Today I perform The Kraken Goes Back to Bed, a solo show I wrote about unemployment, existential crises and cephalopods.
The Kraken Goes Back to Bed is a solo show by Chris Sav about trying to be a better man by becoming a squid. It follows the format of a lecture, in which the speaker presents a series of ‘cephalopodic life hacks’ – applying the attributes of a squid to the various trials of everyday life. From filling out job application forms to attempting great feats of manliness (opening a jam jar), this talk will prove that there is no task that a squid can’t do better than a human.
The show uses video, music and audience interaction to take the audience on a journey into the depths.
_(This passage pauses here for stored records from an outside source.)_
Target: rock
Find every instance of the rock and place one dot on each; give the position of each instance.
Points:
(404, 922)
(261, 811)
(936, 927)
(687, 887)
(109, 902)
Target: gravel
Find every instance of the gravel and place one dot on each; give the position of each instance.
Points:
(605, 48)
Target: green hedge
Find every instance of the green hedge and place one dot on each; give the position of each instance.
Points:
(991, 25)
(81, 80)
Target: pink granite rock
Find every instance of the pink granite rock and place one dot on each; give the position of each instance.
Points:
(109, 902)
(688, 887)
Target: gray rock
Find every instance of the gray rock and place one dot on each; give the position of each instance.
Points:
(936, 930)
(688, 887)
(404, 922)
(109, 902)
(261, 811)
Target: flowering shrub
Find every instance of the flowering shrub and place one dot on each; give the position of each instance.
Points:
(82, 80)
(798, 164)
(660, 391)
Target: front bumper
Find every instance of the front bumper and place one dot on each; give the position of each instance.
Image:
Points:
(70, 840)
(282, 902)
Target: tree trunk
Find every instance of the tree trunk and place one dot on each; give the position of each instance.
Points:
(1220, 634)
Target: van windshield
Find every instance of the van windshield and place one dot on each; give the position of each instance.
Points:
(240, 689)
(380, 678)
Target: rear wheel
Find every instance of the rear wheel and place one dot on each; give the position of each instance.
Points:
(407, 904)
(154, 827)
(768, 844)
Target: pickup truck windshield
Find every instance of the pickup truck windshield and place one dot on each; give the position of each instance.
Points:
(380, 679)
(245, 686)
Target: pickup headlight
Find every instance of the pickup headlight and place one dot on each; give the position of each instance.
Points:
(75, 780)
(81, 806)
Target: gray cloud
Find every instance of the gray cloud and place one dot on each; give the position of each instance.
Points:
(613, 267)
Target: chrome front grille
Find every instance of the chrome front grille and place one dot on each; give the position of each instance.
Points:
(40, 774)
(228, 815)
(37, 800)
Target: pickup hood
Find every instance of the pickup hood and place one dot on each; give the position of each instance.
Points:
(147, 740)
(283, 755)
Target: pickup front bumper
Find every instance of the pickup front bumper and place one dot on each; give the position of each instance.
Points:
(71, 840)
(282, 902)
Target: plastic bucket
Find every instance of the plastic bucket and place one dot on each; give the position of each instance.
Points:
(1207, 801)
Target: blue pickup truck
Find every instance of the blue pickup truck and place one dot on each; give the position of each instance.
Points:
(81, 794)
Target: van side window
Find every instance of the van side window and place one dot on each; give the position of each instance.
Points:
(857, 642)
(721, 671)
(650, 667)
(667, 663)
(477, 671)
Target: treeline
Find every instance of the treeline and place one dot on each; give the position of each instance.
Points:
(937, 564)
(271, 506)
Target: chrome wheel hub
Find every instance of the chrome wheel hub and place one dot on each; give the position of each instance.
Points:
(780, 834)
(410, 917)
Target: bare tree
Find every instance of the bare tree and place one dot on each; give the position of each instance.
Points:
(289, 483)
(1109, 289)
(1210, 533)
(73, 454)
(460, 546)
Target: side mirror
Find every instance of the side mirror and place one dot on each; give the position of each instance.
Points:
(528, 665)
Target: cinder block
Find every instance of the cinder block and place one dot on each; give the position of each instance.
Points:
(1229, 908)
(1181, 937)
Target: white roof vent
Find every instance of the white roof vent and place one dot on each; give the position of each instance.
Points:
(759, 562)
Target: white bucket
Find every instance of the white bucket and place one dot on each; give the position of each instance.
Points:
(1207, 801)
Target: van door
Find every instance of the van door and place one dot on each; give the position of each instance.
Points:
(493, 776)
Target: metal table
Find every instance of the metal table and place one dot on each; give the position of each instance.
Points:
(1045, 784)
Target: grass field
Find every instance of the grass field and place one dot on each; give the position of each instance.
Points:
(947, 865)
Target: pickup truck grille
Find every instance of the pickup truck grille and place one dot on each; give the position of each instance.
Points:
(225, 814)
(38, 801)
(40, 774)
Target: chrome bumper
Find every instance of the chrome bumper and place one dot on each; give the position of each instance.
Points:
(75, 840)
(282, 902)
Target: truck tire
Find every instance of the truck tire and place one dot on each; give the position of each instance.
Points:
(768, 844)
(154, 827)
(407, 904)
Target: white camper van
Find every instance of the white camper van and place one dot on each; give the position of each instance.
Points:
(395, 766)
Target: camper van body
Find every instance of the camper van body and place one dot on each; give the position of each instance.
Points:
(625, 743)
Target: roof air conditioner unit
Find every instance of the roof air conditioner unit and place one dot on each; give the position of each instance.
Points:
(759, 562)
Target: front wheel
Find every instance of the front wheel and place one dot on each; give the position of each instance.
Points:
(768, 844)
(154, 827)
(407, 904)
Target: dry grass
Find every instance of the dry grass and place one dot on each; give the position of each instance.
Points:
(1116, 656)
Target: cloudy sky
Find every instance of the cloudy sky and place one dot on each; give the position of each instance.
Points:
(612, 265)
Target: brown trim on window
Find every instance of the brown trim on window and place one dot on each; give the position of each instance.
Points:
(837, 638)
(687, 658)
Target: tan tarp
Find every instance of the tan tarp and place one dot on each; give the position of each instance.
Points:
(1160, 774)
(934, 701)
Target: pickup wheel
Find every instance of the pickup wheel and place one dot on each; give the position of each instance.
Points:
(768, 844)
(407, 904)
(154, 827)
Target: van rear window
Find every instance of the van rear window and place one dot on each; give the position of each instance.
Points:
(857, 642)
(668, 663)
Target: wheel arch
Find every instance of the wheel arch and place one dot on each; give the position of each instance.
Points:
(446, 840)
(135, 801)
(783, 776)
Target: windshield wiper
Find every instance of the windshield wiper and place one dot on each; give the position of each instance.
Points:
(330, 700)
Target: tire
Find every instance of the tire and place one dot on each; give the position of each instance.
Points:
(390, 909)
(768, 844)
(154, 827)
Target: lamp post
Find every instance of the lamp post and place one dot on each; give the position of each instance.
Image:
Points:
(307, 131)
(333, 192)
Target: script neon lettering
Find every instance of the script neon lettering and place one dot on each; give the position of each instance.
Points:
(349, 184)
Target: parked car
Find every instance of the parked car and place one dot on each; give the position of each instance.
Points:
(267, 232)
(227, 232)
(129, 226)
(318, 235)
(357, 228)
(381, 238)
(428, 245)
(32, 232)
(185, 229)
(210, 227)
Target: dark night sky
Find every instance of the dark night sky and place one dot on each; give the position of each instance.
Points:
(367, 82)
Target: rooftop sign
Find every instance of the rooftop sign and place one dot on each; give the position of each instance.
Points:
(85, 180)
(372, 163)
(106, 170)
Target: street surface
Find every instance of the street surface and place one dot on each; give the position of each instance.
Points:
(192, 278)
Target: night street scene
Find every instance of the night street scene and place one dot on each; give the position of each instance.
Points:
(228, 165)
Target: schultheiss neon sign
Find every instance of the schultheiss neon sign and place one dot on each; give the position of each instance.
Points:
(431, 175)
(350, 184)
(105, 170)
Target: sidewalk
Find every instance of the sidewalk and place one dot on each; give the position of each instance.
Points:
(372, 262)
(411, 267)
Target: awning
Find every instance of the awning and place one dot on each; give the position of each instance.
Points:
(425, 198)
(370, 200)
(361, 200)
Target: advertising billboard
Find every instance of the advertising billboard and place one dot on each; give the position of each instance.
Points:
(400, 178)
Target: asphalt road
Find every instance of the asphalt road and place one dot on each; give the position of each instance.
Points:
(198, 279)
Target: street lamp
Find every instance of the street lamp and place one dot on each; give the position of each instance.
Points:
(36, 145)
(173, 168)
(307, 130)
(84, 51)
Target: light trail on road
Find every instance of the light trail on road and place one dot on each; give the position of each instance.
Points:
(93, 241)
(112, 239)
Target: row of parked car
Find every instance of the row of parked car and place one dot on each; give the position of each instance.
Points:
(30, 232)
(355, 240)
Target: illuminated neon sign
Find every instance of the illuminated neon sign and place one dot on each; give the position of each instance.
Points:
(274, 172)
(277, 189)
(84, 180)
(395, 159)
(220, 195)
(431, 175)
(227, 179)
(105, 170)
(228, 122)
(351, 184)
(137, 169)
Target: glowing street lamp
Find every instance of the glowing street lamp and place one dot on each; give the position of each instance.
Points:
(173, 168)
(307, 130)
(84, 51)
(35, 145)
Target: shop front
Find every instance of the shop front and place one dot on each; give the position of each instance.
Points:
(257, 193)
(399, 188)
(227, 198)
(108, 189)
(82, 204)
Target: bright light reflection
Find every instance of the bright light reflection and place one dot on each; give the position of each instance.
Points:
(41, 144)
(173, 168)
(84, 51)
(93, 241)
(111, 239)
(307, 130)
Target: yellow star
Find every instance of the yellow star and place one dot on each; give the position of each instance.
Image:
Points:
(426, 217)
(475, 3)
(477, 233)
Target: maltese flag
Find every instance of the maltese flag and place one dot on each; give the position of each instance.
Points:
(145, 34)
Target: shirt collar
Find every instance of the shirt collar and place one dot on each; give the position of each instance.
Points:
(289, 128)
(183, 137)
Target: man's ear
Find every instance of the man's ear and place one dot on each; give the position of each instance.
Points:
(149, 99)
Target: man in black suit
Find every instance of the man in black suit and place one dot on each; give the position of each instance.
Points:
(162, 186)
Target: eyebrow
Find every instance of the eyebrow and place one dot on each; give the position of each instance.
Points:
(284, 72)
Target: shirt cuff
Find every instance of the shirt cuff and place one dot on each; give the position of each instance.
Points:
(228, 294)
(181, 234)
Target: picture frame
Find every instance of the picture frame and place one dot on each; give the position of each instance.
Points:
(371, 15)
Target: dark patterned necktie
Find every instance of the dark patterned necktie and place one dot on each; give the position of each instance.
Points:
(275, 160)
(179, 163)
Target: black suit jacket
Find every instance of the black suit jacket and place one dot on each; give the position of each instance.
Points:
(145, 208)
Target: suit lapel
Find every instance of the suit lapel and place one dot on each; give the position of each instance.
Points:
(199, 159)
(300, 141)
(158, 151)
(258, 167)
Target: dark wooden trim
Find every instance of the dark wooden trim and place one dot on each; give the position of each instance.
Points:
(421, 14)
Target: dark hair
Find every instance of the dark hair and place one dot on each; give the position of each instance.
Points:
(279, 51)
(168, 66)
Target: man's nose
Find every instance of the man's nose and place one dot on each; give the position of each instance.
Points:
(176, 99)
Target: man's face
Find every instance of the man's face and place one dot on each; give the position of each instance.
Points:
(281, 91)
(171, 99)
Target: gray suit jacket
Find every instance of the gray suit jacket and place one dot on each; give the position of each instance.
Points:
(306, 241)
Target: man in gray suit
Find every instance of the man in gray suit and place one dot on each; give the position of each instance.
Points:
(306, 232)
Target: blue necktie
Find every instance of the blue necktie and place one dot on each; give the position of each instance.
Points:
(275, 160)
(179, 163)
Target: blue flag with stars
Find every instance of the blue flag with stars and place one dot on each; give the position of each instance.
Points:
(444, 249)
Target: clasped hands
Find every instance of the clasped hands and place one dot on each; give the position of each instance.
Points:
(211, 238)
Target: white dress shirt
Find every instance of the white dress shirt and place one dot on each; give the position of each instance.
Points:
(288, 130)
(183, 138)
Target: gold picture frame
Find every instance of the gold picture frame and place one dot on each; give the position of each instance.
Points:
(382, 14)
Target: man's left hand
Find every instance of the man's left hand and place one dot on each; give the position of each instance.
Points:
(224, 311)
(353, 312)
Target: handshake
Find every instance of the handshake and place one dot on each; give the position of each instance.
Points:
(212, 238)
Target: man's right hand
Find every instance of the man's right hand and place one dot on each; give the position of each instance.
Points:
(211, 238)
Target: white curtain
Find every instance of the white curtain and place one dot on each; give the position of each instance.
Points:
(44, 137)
The narrative likens one’s existential struggles to the descent into the Mariana Trench, the deepest part of the world’s oceans – a depth of which equals the distance between Lancing and Goring-by-Sea, (although it doesn’t sound as impressive when you put it like that). As the pressure increases, so does the need to adapt to the uncertain environment that lies beneath.
The theme of anxiety lies at the core of the show, a result of the millennial crisis sediment that has floated down through unemployment, precariousness and YouTube culture. The show also addresses what masculinity means in the 21st Century by parodying the expectations and traditional notions.
The Kraken Goes Back to Bed teeters between the comic and tragic by using pop culture references and deadpan physical comedy against the backdrop of an uncertain post-Brexit climate, whilst highlighting the humour and pathos that lies in wanting to embody a creature so vastly different to ourselves.
The show wavers between fact and fiction, leaving the audience to question what is real and what is not, and perhaps to accept that sometimes, just believing you are a squid is enough.
“Chris’ depiction of the kraken was pretty accurate.”